Tedlock says part of his inspiration lies with the late Linda Schele, an expert in the field of Maya epigraphy and iconography, whose role in the decipherment of Mayan hieroglyphics he considers invaluable.
He calls her “a very generous scholar” who also made literary connections in her analysis and, like Tedlock, linked the older works to living Mayan culture as well, “interpreting inscriptions in the light of what we know about Mayan culture today.” After Schele died in 1998, however, Tedlock says most scholars went back to treating the inscriptions as data.
He presents the material chronologically, beginning with early “calculiform” hieroglyphic materials and moving on to paper codices considered “works of the devil” by the Spanish, who systematically destroyed most of them. Tedlock also considers literature written in their native languages by Christianized Mayans after the Spanish conquest, and ends with writings composed by contemporary Mayans, whose literature is not only thriving, but experiencing a renaissance.
The author drew on his decades of work among the Mayans and the work of major scholars in this field to assemble the book, and challenges a number of other commonly held assumptions about this culture.
He firmly establishes, for instance, that many Mayan writers (not just a few) were women, and that Mayan inscriptions on monuments were not just the abstract speculations of priests or stories of royal life, but descriptions of the lives of everyday flesh-and-blood human beings.
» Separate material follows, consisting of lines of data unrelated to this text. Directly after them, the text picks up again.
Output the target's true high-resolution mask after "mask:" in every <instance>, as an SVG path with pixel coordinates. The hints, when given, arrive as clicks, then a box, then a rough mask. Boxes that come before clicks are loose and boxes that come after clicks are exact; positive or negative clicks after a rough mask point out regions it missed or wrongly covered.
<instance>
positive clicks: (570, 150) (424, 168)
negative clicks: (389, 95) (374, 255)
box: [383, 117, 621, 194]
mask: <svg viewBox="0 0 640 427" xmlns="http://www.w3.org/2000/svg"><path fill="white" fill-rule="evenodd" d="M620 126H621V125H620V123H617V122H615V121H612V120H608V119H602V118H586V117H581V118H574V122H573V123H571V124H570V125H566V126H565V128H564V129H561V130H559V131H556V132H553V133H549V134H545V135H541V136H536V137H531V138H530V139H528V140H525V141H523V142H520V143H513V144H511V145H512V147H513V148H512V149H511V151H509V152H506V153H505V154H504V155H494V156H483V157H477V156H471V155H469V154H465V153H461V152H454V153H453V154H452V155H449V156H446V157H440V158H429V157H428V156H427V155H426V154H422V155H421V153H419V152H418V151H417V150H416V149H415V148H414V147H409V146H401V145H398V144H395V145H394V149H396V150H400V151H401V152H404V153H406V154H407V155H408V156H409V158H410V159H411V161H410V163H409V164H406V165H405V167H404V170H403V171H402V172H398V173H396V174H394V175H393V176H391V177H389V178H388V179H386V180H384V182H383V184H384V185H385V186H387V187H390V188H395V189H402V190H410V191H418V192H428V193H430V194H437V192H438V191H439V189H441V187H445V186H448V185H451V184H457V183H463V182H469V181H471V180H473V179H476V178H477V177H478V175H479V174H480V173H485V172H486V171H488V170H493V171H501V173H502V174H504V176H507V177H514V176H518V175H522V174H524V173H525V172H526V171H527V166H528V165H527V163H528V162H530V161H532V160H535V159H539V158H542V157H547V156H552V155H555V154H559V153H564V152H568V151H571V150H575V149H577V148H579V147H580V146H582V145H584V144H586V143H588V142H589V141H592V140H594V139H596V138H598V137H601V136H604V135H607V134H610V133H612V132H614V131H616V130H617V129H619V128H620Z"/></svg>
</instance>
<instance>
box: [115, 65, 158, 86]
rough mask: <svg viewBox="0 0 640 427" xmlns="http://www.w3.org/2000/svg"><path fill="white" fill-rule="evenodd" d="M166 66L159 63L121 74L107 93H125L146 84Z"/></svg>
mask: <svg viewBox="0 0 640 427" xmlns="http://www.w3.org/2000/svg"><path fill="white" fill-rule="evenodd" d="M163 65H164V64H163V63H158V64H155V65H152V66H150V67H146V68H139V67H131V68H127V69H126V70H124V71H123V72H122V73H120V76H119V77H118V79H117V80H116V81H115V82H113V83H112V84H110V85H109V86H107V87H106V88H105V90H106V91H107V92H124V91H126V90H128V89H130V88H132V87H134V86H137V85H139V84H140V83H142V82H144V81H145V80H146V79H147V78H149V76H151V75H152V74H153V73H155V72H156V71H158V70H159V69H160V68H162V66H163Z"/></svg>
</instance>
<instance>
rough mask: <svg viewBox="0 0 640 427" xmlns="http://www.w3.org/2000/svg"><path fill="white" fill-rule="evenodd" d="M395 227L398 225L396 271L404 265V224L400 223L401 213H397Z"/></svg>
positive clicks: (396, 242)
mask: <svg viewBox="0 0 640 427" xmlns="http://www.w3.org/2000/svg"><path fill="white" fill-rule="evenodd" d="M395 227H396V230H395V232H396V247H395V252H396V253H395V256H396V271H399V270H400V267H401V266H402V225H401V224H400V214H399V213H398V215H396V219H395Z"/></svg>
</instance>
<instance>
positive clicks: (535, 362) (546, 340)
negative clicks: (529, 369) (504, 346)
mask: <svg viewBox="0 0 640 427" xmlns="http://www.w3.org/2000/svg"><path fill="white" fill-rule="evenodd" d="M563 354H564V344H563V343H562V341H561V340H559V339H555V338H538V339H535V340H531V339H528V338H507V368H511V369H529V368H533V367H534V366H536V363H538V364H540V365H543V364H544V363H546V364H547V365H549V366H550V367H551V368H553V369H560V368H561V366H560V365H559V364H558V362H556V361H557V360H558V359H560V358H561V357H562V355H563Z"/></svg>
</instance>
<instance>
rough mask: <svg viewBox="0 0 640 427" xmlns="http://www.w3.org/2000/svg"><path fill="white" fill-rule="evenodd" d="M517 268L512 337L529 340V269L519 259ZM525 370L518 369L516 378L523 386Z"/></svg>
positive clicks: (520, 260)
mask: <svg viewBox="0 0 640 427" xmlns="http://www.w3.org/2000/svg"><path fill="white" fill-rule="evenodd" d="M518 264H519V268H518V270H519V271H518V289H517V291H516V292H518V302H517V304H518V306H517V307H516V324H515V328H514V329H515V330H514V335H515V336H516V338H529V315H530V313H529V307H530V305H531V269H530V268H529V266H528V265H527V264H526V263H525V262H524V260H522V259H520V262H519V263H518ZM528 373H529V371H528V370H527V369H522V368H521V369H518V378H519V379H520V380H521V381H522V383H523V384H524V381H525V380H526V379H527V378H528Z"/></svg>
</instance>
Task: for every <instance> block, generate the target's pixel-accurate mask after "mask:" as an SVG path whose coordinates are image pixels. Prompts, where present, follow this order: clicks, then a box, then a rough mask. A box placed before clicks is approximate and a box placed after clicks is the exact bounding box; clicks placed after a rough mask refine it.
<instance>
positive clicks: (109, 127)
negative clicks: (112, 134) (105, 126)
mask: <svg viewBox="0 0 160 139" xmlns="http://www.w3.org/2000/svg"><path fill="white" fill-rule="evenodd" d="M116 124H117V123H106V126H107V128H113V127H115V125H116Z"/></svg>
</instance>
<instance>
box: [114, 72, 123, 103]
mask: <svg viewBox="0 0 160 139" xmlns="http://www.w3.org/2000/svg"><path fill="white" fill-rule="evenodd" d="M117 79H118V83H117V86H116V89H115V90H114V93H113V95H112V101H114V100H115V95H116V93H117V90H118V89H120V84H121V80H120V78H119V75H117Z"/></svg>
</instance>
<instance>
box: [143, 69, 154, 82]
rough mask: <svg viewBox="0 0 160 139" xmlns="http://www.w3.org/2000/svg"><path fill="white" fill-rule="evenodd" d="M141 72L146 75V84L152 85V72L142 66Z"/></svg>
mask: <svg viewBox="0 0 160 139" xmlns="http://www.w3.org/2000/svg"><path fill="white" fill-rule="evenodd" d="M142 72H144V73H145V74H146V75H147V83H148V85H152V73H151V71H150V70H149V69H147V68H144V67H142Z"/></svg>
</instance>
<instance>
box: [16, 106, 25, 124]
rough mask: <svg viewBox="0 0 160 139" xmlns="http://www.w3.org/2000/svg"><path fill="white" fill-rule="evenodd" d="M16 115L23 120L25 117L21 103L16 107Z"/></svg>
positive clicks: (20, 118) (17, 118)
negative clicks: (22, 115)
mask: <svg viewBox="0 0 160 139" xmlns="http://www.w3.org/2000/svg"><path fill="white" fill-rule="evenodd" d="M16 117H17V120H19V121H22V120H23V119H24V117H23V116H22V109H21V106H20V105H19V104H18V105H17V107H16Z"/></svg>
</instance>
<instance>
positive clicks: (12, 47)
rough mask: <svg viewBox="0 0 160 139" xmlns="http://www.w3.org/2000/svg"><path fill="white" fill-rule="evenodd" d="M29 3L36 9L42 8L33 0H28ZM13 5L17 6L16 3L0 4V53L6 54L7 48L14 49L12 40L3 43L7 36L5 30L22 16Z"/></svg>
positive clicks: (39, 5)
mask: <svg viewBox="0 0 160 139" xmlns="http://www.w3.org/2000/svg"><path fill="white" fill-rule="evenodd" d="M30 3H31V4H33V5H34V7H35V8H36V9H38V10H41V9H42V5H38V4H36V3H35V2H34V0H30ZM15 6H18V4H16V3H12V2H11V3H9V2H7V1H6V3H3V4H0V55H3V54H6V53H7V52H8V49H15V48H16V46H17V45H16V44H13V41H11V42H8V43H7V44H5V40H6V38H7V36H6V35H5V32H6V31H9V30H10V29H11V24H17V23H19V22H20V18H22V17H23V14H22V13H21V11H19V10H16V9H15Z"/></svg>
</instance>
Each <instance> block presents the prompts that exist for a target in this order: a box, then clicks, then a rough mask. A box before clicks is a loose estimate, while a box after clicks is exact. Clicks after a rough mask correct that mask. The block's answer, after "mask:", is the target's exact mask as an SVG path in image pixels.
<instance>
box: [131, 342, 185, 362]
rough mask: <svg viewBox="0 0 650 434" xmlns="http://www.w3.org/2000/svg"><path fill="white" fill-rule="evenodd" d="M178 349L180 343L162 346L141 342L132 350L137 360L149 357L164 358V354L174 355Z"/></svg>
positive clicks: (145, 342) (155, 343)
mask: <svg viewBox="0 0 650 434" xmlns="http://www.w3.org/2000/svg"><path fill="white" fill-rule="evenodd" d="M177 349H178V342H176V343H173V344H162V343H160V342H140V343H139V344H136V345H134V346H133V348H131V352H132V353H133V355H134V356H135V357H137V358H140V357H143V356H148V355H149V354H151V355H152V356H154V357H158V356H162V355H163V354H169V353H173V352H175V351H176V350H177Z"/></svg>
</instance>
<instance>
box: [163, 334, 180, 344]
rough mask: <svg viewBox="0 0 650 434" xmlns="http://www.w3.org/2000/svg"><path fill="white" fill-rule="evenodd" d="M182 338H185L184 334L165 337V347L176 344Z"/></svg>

Tedlock says they also simultaneously describe events in the skies among the gods.
He also challenges notions that Mayan rulers claimed the status of gods, claiming that inscriptions previously cited by scholars as describing the kings as gods are actually accounts of their good deeds as religious practitioners.
“It is clear that these rulers were not considered gods, nor did they claim to be gods,” says Tedlock. “Rather, they were priest-kings whose role was to mediate between men and gods.”
Tedlock’s research, writing and editing has been supported by grants and fellowships from the National Institute of Mental Health, National Endowment for the Humanities, Fulbright Commission, John Simon Guggenheim Foundation, the Institute for Advanced Study at Princeton and Harvard’s Dumbarton Oaks museum and library in Washington, D.C.
Besides the Pen Translation Prize, his awards include those from American Folklore Society, the Society for Linguistic Anthropology, the Society for Humanistic Anthropology and the Association of American Publishers. In 1997, he was the joint recipient, with his wife, UB anthropologist Barbara Tedlock, of the American Anthropological Association President’s Award.